Orson Scott Card & Aaron Johnston






TOR, 2007
Reviewed by Joy Calderwood

Futuristic Medical Thriller

A gene therapy has been discovered which can cure sickle cell anemia, cystic fibrosis, and other inherited diseases. Unfortunately, any other person who comes in contact with the patient during treatment dies in agony in minutes.

A treatment has been discovered for the deadly virus that makes the gene therapy work. Unfortunately, the only patients who live long enough to get the treatment are the ones for whom the gene therapy was designed. Treating them while they are contagious means the therapy won't work.

Stuck at the focal point of this moral conflict is Lieutenant Colonel Frank Hartman, known as the "virus killer" in the small community of epidemic-fighters. In one action thread we follow him into the shadowy Biohazard Agency, the medical equivalent of the SEALs. In the other thread we watch the abduction of human guinea pigs from various walks of life. The mad genius George Galen has plans for his gene therapy program, and not all of them are sane.

INVASIVE PROCEDURES opens with an introduction to one of the abductees: "Dolores never met a Healer she didn't like until the night they took her away." The Healers are a fascinating concept. Preternaturally large and strong, they are the people who administer the gene therapy, to people who have lost hope because conventional medics can't help them.
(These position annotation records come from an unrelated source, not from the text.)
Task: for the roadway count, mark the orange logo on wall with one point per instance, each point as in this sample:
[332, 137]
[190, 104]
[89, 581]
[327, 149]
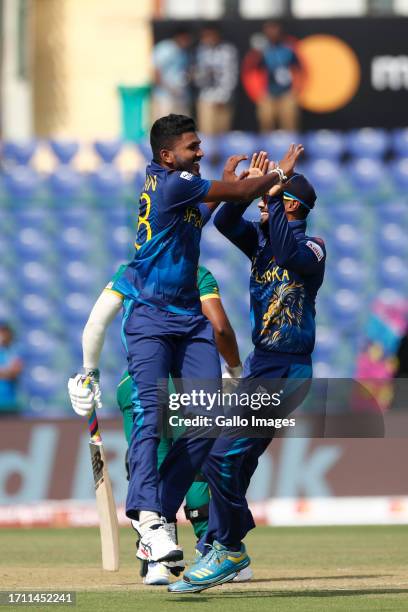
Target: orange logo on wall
[331, 73]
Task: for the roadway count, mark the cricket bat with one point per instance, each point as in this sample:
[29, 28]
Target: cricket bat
[105, 503]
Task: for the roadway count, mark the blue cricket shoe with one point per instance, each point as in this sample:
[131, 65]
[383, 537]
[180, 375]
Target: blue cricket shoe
[219, 565]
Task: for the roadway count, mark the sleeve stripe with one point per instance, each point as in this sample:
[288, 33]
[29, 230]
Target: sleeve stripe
[122, 297]
[210, 296]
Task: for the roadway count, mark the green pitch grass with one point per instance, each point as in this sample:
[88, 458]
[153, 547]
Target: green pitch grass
[313, 569]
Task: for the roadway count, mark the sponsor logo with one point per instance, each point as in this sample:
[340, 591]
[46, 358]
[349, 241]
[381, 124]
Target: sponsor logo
[317, 250]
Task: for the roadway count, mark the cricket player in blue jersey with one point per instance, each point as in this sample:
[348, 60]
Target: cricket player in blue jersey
[164, 329]
[287, 271]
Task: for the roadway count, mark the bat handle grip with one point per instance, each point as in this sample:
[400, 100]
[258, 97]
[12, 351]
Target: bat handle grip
[93, 427]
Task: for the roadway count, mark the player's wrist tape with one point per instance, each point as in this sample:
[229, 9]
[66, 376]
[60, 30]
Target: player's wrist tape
[93, 373]
[282, 176]
[196, 514]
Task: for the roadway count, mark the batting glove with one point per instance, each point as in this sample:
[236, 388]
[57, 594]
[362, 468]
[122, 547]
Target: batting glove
[84, 391]
[229, 377]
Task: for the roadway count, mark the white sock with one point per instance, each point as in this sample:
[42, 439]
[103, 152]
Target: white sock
[147, 519]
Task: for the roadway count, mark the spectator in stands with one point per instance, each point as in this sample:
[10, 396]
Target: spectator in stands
[278, 106]
[172, 70]
[10, 369]
[216, 77]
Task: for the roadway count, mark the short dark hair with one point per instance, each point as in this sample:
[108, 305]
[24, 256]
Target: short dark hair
[166, 129]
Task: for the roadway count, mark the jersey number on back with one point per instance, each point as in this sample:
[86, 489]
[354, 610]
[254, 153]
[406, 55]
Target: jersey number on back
[143, 219]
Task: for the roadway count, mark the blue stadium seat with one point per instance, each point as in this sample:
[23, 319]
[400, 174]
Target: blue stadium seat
[65, 182]
[29, 217]
[108, 149]
[392, 239]
[31, 244]
[43, 382]
[393, 272]
[21, 182]
[121, 242]
[210, 146]
[350, 212]
[107, 181]
[348, 273]
[213, 243]
[324, 174]
[72, 216]
[40, 347]
[35, 310]
[275, 144]
[327, 343]
[19, 152]
[145, 149]
[399, 173]
[391, 212]
[367, 175]
[35, 276]
[76, 276]
[399, 140]
[325, 144]
[64, 150]
[345, 307]
[368, 142]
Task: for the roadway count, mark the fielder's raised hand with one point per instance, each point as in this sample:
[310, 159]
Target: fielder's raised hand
[287, 164]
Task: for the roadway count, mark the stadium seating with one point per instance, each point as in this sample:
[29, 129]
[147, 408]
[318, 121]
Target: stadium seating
[63, 234]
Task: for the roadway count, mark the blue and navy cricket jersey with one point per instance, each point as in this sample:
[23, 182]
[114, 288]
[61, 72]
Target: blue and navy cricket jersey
[163, 272]
[286, 273]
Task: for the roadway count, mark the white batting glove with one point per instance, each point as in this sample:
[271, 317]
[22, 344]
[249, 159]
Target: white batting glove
[229, 376]
[84, 392]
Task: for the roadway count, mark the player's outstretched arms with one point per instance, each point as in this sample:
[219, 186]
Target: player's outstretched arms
[244, 191]
[83, 387]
Dolores is a street person caught up in the sweep the night Galen decides it's time for his big experiment. Among several other people kidnapped is Monica Owens, a cardiac surgeon. Because Galen also has her son, she can be forced to perform surgeries she hates.
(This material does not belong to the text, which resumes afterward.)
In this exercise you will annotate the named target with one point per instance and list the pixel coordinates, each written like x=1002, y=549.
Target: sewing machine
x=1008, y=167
Packed with intrigue, INVASIVE PROCEDURES was actually written by Aaron Johnston, a screenwriter. His strong skill is in unfolding the plot that he and award-winning author Orson Scott Card designed between them, based on Card's short story Metamorphosis. The difference between Johnston's and Card's writing is the focus. If Card had been doing the writing, readers would have been caught up in the humanity immediately. The focus on adventure shows that Johnston's habits come from movie writing. The human light in the novel is primarily provided by Monica and her son. The rest of the hook is the intrigue: the conflict between Galen and the government agencies opposing him, and the group dynamics of the people involved.

Both authors give credit to their editor at TOR, so INVASIVE PROCEDURES is a group project. As such it was not used as a political soapbox the way Card's own thriller EMPIRE was, written at about the same time. INVASIVE PROCEDURES will be especially enjoyed by readers who like intelligent adventure thrillers.